Environmentalists' biggest disappointment has been Apple Computer Inc. The company's progressive image, loyal customers, and retail network make it a natural for a take-back program. Yet Apple has fought such programs, and it lags behind HP and Dell Inc. (DELL ) in voluntary recycling. During Maine's legislative fight, "they were doing more than any other manufacturer to fight the bill," says Jon Hinck, staff attorney for Maine's Natural Resources Council.
When shareholders at last year's annual meeting hit Apple over the Maine bill, CEO Steven P. Jobs publicly dismissed the gripe with a barnyard profanity.

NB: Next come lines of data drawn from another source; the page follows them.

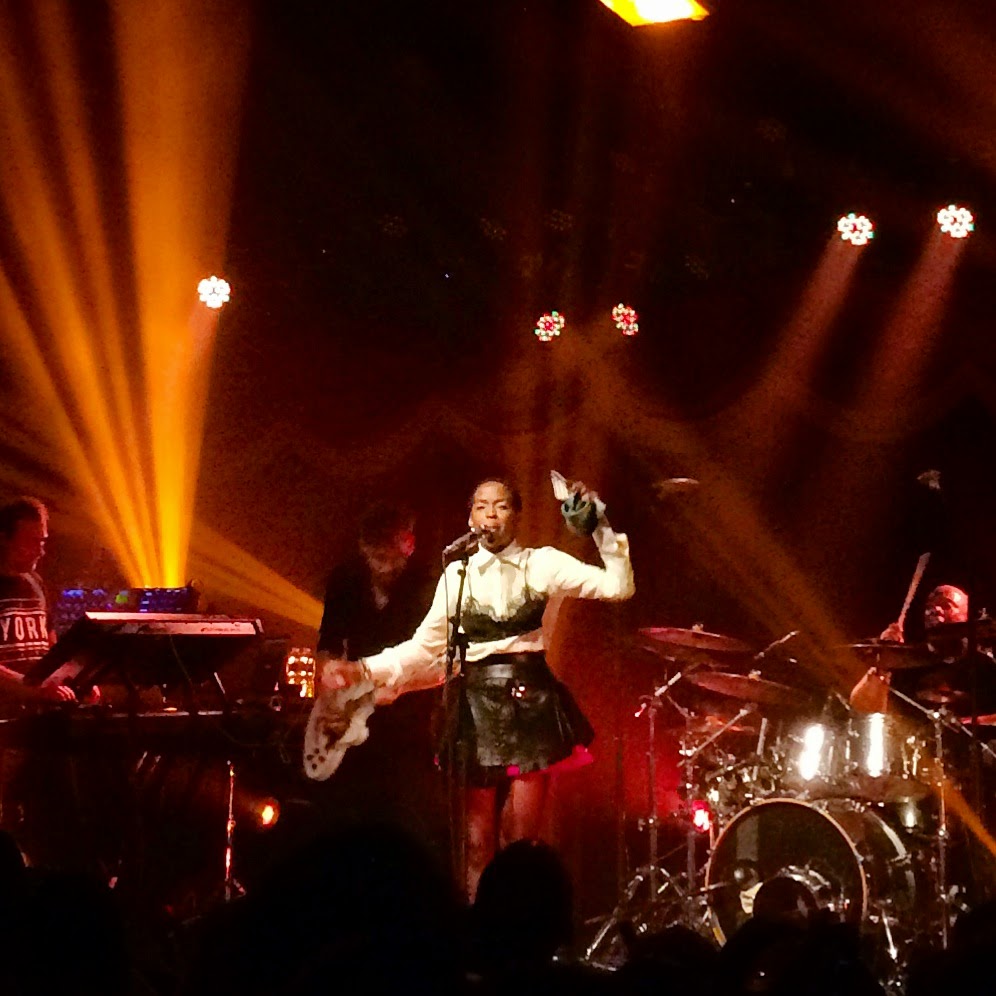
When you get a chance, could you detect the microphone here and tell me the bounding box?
[443,529,479,560]
[754,629,802,661]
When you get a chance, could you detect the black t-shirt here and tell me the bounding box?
[0,573,48,674]
[318,557,433,660]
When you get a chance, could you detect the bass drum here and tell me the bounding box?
[706,799,917,946]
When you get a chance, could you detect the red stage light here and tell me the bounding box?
[688,799,712,833]
[937,204,975,239]
[612,304,640,335]
[837,211,875,246]
[256,799,280,827]
[533,311,566,342]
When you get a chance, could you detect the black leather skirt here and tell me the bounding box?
[438,653,594,786]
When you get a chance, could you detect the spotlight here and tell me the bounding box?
[533,311,566,342]
[837,211,875,246]
[197,276,232,308]
[284,647,315,699]
[254,799,280,829]
[937,204,975,239]
[688,799,712,833]
[612,304,640,335]
[602,0,709,28]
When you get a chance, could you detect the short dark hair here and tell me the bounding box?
[0,495,48,539]
[360,502,415,546]
[467,474,522,512]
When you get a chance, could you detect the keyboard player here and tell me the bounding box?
[0,498,76,708]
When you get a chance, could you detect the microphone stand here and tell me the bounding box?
[442,549,470,890]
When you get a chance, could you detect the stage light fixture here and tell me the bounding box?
[197,275,232,308]
[602,0,709,28]
[688,799,712,833]
[533,311,566,342]
[256,799,280,829]
[837,211,875,246]
[937,204,975,239]
[612,304,640,335]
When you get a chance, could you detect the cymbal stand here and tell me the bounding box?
[585,664,698,960]
[889,687,996,949]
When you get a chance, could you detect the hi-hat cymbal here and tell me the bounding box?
[910,653,996,716]
[669,713,760,736]
[834,640,937,671]
[685,671,809,708]
[639,626,751,654]
[927,616,996,646]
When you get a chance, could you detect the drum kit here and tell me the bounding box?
[586,619,996,985]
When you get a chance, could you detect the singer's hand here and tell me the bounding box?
[35,679,76,702]
[570,481,599,510]
[322,657,370,692]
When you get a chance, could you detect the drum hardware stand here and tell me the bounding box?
[584,663,712,960]
[889,687,996,950]
[222,761,246,903]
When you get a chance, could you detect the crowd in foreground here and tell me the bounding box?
[0,825,996,996]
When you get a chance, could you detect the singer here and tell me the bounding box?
[322,478,634,900]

This year, green groups have put a resolution on the agenda of the Apr. 27 shareholder meeting that directs Apple to study how to boost recycling. "They are laggards in a number of ways on the issue of e-waste. It's come to the point where we need to have the company confronted," says Conrad MacKerron, director of the corporate social responsibility program at As You Sow Foundation, a green advocacy group that pushed the resolution.
Apple says critics ignore the company's efforts to use recyclable and clean materials in its products. It has cut lead use and says that, by weight, 90% of Apple computers can be recycled. Their sleek designs and spare packaging also mean less waste, says Chief Operating Officer Timothy D. Cook. "It's important to look at the whole of the process," he says, "not just one part." Cook also argues that take-back programs overlook a key fact: "Recycling is a responsibility of the person who makes the product, the people who use the product, the people who sell the product, and the government."
If Apple hopes to catch up with HP, it might have to think harder about the first part of that sentence.